The different types of parties involved with the decision making:
Cyclistic is interested in identifying the number of riders there are with each customer type.
The client Cyclistic is interested in understanding the difference in use by the different types of members. What are the benefits for the non-annual members to become annual members. Lily Moreno already has an opinion:
“Moreno believes that maximizing the number of annual members will be key to future growth. Rather than creating a marketing campaign that targets all-new customers”
It is true that these members already have a knowledge about the product, but there may be different factors to consider, the cost of an annual membership, the distances traveled and the ease of use (pickup location and drop-off).
Three main questions that are intended to be answered are as follows:
How do annual members and casual riders use Cyclistic bikes differently?
Why would casual riders buy Cyclistic annual memberships?
How can Cyclistic use digital media to influence casual riders to become members?
Why would (or would not) someone buy the annual membership. this can be compared to the average income of a Chicago citizen. the annual membership is also billed upfront annually and may cause hesitance to purchase.

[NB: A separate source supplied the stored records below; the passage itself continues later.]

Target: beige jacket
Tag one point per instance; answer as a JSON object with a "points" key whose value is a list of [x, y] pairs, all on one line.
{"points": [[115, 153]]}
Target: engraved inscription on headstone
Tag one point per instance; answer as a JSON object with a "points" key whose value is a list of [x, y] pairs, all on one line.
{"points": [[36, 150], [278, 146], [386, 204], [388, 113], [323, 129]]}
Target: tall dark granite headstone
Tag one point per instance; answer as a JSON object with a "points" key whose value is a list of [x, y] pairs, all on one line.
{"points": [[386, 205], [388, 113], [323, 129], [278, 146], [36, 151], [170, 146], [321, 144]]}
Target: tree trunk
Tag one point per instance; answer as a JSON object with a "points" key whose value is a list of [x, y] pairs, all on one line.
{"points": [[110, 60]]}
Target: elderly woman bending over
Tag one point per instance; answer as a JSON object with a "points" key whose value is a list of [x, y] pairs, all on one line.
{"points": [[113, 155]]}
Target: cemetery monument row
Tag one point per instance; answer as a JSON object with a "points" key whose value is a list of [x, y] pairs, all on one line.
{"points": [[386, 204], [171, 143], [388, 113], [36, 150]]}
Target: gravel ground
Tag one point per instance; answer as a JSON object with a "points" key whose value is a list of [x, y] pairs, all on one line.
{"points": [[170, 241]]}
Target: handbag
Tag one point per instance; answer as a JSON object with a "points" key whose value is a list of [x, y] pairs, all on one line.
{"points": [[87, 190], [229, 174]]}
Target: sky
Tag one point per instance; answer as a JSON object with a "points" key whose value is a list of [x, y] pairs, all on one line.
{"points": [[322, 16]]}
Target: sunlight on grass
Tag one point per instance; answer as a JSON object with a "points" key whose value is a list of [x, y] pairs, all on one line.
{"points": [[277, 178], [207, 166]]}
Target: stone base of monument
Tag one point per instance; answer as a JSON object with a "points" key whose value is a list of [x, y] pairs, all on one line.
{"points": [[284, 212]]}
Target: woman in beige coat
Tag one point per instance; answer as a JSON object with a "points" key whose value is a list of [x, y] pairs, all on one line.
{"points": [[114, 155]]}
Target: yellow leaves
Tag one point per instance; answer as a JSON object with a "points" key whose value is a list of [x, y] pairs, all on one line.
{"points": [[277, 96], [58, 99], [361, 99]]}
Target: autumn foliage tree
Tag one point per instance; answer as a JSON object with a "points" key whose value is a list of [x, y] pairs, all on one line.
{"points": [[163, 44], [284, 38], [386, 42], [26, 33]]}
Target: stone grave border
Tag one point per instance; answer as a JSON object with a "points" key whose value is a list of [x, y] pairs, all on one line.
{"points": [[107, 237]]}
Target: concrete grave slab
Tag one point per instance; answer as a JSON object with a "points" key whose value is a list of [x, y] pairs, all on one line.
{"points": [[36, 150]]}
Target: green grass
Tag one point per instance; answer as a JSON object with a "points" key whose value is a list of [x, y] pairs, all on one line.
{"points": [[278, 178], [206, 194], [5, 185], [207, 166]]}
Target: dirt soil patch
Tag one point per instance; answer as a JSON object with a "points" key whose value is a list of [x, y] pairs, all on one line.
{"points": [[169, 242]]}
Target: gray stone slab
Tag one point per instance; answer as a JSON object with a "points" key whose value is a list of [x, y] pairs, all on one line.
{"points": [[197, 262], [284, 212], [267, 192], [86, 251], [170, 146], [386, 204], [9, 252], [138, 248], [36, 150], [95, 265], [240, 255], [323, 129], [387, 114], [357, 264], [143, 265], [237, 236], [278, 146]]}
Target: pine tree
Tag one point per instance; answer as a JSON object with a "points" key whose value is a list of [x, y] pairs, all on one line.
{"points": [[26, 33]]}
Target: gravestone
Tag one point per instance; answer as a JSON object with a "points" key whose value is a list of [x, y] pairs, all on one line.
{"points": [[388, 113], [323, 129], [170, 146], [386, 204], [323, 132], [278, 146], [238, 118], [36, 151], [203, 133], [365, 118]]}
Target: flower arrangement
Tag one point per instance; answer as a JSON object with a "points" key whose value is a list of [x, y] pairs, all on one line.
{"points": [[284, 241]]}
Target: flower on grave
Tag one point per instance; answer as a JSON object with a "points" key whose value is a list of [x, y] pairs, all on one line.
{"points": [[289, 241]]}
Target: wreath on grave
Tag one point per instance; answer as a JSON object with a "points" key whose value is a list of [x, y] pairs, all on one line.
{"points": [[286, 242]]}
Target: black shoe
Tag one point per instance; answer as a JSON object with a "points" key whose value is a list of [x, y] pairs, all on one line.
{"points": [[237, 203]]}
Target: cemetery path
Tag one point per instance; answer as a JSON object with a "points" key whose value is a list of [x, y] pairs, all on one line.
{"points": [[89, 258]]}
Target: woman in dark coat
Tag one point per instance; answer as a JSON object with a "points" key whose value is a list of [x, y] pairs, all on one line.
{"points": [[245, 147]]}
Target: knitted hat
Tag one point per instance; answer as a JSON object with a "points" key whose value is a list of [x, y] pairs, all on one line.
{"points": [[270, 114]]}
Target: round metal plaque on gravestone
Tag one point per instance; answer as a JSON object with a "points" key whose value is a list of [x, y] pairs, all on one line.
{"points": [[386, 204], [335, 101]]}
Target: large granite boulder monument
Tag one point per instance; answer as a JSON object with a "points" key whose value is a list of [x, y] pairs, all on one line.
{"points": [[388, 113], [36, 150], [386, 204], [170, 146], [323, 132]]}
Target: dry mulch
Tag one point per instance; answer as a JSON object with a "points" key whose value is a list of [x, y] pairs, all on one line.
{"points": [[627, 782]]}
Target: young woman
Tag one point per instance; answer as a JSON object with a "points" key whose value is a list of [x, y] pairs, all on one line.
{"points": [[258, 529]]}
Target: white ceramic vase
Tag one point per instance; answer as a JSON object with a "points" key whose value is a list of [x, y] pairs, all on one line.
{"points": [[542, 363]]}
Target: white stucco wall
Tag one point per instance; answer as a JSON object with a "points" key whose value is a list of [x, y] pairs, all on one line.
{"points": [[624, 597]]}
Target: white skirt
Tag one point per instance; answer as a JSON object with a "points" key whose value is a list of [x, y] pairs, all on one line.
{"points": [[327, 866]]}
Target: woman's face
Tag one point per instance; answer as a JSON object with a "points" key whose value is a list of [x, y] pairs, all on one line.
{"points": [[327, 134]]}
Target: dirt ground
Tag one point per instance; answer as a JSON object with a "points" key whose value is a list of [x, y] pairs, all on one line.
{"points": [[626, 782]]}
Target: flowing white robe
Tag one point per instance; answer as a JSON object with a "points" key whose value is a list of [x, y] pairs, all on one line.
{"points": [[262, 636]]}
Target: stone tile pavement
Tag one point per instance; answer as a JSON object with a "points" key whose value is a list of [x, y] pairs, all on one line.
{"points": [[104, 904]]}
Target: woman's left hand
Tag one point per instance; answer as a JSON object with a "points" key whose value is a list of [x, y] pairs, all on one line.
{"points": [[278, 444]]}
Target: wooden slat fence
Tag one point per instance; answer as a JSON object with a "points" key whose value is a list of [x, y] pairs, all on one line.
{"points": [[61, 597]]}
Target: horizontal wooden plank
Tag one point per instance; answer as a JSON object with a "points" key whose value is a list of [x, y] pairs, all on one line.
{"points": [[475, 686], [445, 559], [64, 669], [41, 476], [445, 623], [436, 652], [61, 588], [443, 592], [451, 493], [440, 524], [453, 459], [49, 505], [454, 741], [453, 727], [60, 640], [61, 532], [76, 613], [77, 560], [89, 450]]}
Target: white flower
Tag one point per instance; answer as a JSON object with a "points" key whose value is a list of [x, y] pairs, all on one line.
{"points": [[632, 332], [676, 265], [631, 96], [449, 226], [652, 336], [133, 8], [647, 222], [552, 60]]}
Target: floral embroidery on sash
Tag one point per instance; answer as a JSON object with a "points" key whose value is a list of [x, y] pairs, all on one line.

A comparison of the following: (by cost, distance traveled, number of commuters per transportation type)
Single-ride passes, (aka. casual riders)
Full-day passes, (aka. casual riders)
Annual memberships, (aka. Cyclistic members)
The client has provided the sources for reliable information. (see Heading: Information Sources). The information of the year 2021 has been downloaded and put in a folder. The csv files have been extracted from the zip files and opened.
For ease of calculations and use, the “Duration” between the start time and end time has been calculated as follows:
= ended_at - started_at
Calculating the “Distance_traveled” by each trip has been done with the following formula and the result is in Km: (the formula has been verified by: latlongdata.com)
= ACOS(COS(RADIANS(90- [start_lat] )) * COS(RADIANS(90 - [end_lat] )) +SIN(RADIANS(90 - [start_lat] )) * SIN(RADIANS(90 - [end_lat] )) * COS(RADIANS( [start_lng] - [end_lng] ))) * 6371
In addition, the day of the week has been added with the following formula: (this makes Sunday = 1, Monday = 2,…)
= MATCH(TEXT( [started_at] ,“ddd”),{“Sun”,“Mon”,“Tue”,“Wed”,“Thu”,“Fri”,“Sat”},0)
The ride_id are unique variables and do not reflect the user, therefore it is not possible to identify the individual rider’s behavior and to clarify the user’s use of their membership.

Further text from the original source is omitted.